Are there nuclear power plants in our future? After the BP oil spill disaster, people is business and politics are beginning to think what used to be the unthinkable: nuclear power. In 1979, a film called “The China Syndrome” came out, with the premise that a meltdown at a nuclear power plant could open up a hole that would extend through the center of the earth all the way to China, on the other side of the globe. This was the same year that the Three Mile Island nuclear power plant in Pennsylvania became the site of the worst civilian nuclear accident in US history, when it suffered a partial meltdown. These two events created strong US opposition to nuclear power plants, and there has been resistance to them here ever since.

But a growing number of environmentalists are urging a serious examination of nuclear power, which has an unparalleled safety record since the industry took action after the Three Mile Island incident. On June 3rd, spurred by the disastrous oil spill in the Gulf of Mexico, President Barack Obama called on Congress to roll back billions of dollars in tax breaks for oil and pass a clean-energy bill that he said would help the nation end its dependence on fossil fuels.

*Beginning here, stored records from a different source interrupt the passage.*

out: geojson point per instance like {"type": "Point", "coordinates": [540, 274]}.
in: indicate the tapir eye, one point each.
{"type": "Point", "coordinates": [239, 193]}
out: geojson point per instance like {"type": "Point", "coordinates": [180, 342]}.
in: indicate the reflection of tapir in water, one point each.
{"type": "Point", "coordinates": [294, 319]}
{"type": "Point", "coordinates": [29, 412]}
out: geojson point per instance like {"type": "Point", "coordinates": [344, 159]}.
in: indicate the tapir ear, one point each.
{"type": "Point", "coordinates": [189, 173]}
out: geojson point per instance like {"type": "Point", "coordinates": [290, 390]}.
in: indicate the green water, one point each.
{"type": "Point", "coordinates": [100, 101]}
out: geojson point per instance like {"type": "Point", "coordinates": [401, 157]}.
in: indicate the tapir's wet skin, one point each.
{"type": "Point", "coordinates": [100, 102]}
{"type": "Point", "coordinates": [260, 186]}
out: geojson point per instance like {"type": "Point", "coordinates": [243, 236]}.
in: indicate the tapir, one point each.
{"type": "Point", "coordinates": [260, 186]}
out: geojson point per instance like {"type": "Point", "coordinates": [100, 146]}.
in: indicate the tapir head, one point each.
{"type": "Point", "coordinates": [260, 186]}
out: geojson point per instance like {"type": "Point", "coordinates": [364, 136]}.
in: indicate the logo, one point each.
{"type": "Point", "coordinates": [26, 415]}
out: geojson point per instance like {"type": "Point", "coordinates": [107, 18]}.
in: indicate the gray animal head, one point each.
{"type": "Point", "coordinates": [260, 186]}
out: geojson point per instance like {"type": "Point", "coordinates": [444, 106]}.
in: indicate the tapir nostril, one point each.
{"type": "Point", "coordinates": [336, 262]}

Obama said the country’s continuing dependence on fossil fuels “will jeopardize our national security, it will smother our planet and will continue to put our economy and our environment at risk,” and outlined a set of goals that included improvements in energy efficiency and pursuing nuclear power.

Amir Adnani, CEO of a uranium energy company, says, “America’s energy policy is in need of significant revision for reasons including national security issues, balance of payment problems and environmental concerns. The disaster in the Gulf of Mexico is a reminder that we have to consider risks as well as what is convenient and cheap. Consequently, as oil production becomes riskier, other forms of energy generation grow relatively more attractive. The overall mix of energy sources has to change.

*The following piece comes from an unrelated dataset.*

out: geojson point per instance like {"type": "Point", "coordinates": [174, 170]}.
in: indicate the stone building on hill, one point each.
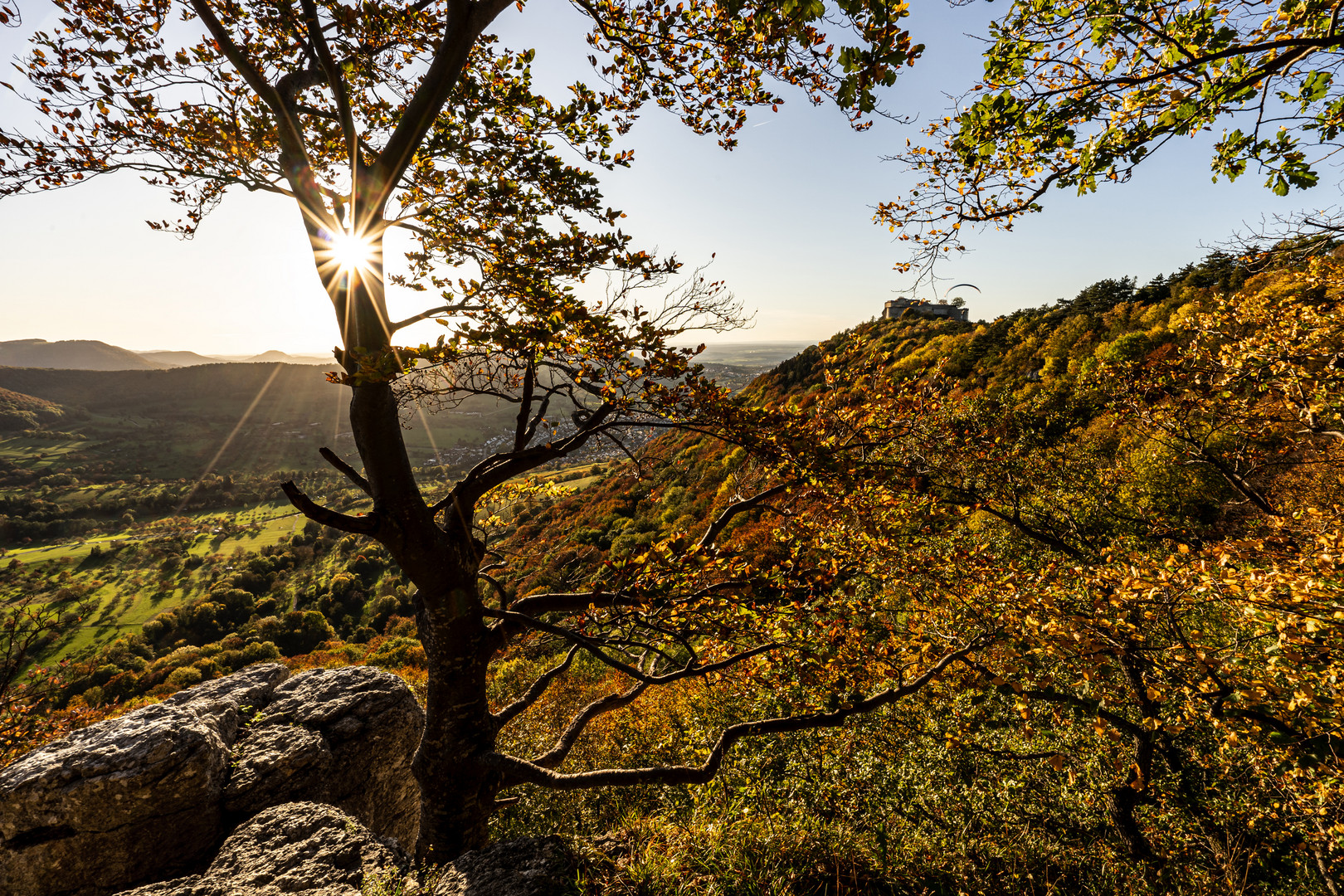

“The massive investments the Chinese are making in a nuclear future as part of the nearly 60 new nuclear plants under construction worldwide, as well as four nuclear reactors ordered by the oil-rich United Arab Emirates, suggest that coming change in the mix of energy choices favors nuclear power. Our continuing thirst for oil is going to force companies like BP to go to greater lengths and depths to satisfy our demand. It’s obvious right now that they are operating at or beyond the limits of their technology. Going deeper and farther out will only increase risks that are rapidly approaching unacceptable levels.”